MONACO Pour notre 20e année de couverture de l’événement, nous avons décidé de tordre le cou à certains clichés monégasques...

1Monaco est une loterie

FAUX

Signer la pole entre les glissières de ce GP disputé dans l’une des capitales du jeu, n’a rien d’un jeu de hasard. S’il faut un brin de réussite pour ne jamais partir à la faute, on ne s’impose jamais en Principauté par chance. Monaco est plutôt un grand stratégo où la tactique joue un rôle prépondérant. “Ici on ne se bat pas contre les autres” , explique Alonso visant le podium, si possible devant Vettel et Raikkonen. “Le samedi, on défie le chronomètre et les rails que l’on lèche à au moins deux endroits. Le dimanche, on lutte contre soi-même et pour préserver sa mécanique, éviter les accidents.”

2Il faut partir en pole pour gagner la course

FAUX

Sur les 59 éditions du GP, le poleman ne s’est imposé qu’à 29 reprises, un peu moins de 50 %, ce qui est moins, par exemple, que pour le GP d’Espagne. 39 fois sur 59, le vainqueur s’est élancé depuis la 1re ligne.
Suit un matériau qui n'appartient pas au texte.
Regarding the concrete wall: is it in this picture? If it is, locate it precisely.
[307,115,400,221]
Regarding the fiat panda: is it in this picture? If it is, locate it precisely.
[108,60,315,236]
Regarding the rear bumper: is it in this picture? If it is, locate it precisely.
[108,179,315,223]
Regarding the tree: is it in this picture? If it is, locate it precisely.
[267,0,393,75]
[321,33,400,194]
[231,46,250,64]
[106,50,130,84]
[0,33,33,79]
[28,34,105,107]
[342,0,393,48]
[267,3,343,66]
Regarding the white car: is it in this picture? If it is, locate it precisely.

Mais sur la dernière décennie, le poleman a gagné 8 fois sur 10! Grandes favorites pour la pole de ce samedi, les Mercedes de Rosberg et Hamilton n’auront donc pas encore course gagnée. “Avec un ou deux arrêts maximum, tout va se jouer dans les stands !” estime Alonso.
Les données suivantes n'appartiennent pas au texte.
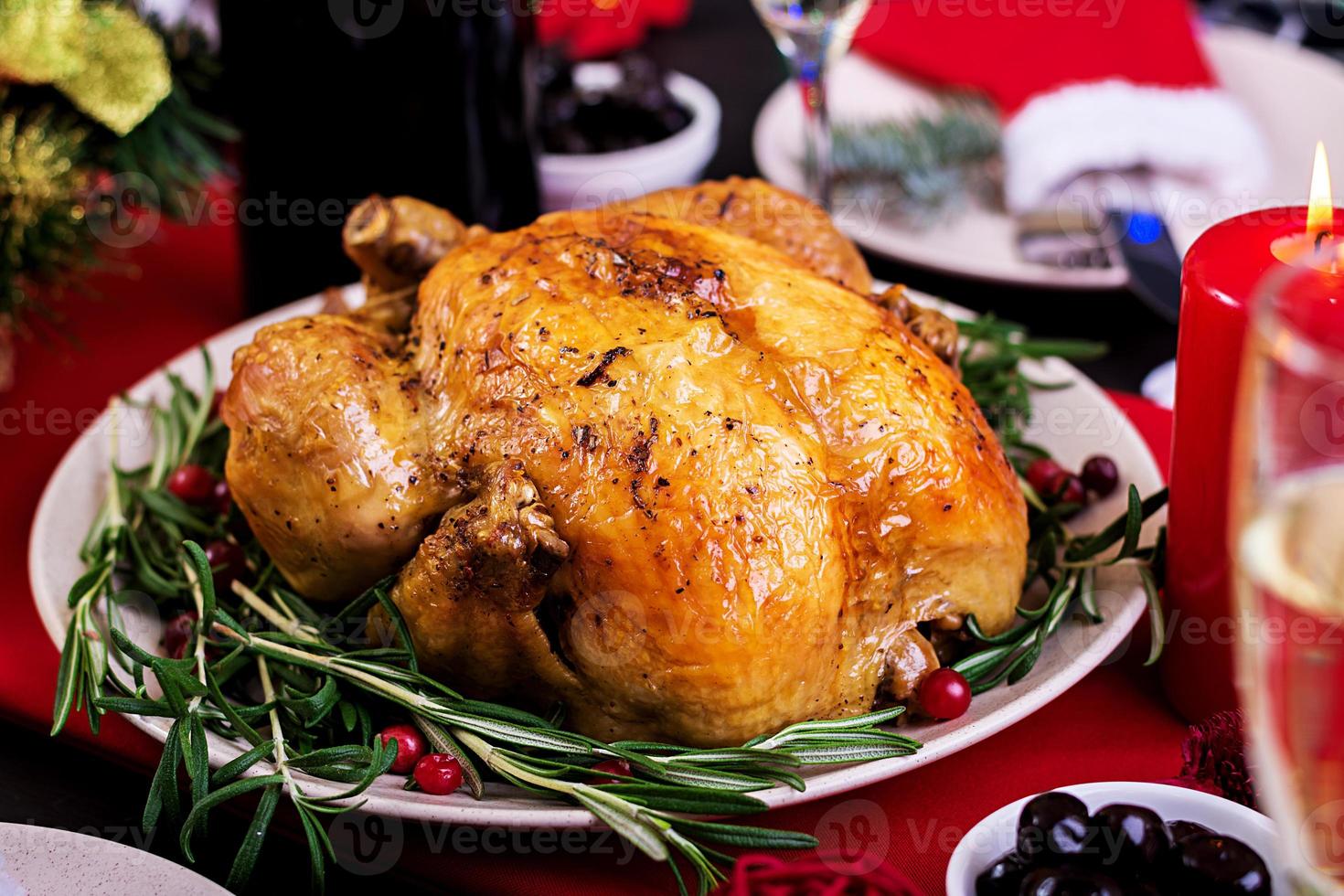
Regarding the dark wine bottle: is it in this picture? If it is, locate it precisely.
[220,0,538,312]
3Il est impossible de dépasser sur ce tourniquet

FAUX

Ce cliché ne résiste pas aux chiffres. En 2010, Alonso (Ferrari) s’est élancé 24e et classé 6e, soit un gain de 18 places, 3 de mieux que l’ancien record de Schumi . On se souviendra aussi des fantastiques remontées de Vittorio Marzotto, lauréat après s’être élancé du 11e rang, de Maurice Trintignant en 1955 (parti 9e) ou de Jochen Rindt (parti 8e) victorieux après la sortie de route de Jack Brabham dans le dernier virage. Mais c’était à une époque où les monoplaces n’avaient pas la fiabilité d’aujourd’hui. A contrario, on garde en mémoire le calvaire de David Coulthard bloqué pendant 45 minutes derrière la modeste Arrows de Bernoldi, ou le vain forcing de Nigel Mansell derrière Senna en 1992. Depuis, les rues ne sont pas devenues plus larges, mais les artifices du KERS et du DRS favorisent les dépassements.
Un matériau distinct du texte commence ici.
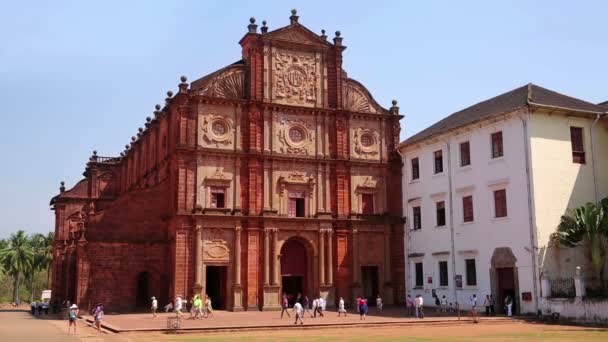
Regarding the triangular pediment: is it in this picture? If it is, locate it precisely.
[264,24,331,46]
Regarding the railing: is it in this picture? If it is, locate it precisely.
[90,155,120,163]
[549,278,576,298]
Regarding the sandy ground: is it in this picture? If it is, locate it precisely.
[125,322,608,342]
4Ce GP est le plus lent de l’année

VRAI

En bouclant les 78 tours du GP 2012 en 1h46.06, Webber avait une moyenne de 147,312 km/h, soit moins de 2 km/h de moins qu’à Singapour. Mais en Principauté, la distance est de 260 km pour 309 à Singapour ou 306 à Budapest (le 2e circuit le plus lent de l’année se boucle quand même à 182 km/h de moyenne). Si l’épingle du Loews est le virage le plus lent du championnat (moins de 50 km/h en première), le droite du tunnel passant sous le même hôtel Fairmont est, avec une vitesse de 280 km/h, le virage le plus rapide du championnat.

5Il fait toujours beau

FAUX

Les GP disputés sous la pluie ne manquent pas. Comme en 1972, 1982, 1983, 1984 (avec le directeur de course Jacky Ickx offrant la victoire à Prost en agitant le drapeau rouge alors que Senna remontait), mais aussi 1996 (succès improbable de la Ligier de Panis), 1997 et plus récemment 2008, ce qui avait réussi à... Hamilton.

6Le GP le plus glamour

VRAI

Monaco est LE GP Bling Bling , avec ses rutilantes GT et ses superbes hôtesses ou James Bond Girls bronzant topless sur les ponts de yachts. Les VIP, acteurs, chanteurs ou autres célébrités, se bousculent sur une grille de départ aux allures de croisette le jour de la remise des Palmes d’Or au Festival de Cannes.

7Le GP le plus médiatique

VRAI

Qu’on aime ou pas tourner sur le carrousel monégasque, Monaco est le GP le plus regardé: 1 milliard de téléspectateurs suivent cette course pourtant souvent ennuyeuse, mais où le risque d’accident est omniprésent. “Avec Indianapolis et le Mans, c’est la course la plus connue au monde. Une victoire ici vaut quasi un titre mondial en termes de notoriété !” estime Fernando Alonso. “Même si elle ne rapporte que 25 points comme les autres...” embraye Kimi Raikkonen. “Tout le monde rêve de gagner au moins une fois cette course dans sa carrière…” conclut Lewis Hamilton.

8Le plus proche du public

VRAI

S’il s’agit du GP le plus lent, l’impression de vitesse pour les spectateurs n’est jamais aussi grande que dans les rues de la Principauté: les tribunes sont proches de l’action, et le bruit des V8 résonnant dans la ville avec un son assourdissant renvoyé par les montagnes participe à ce sentiment de vitesse.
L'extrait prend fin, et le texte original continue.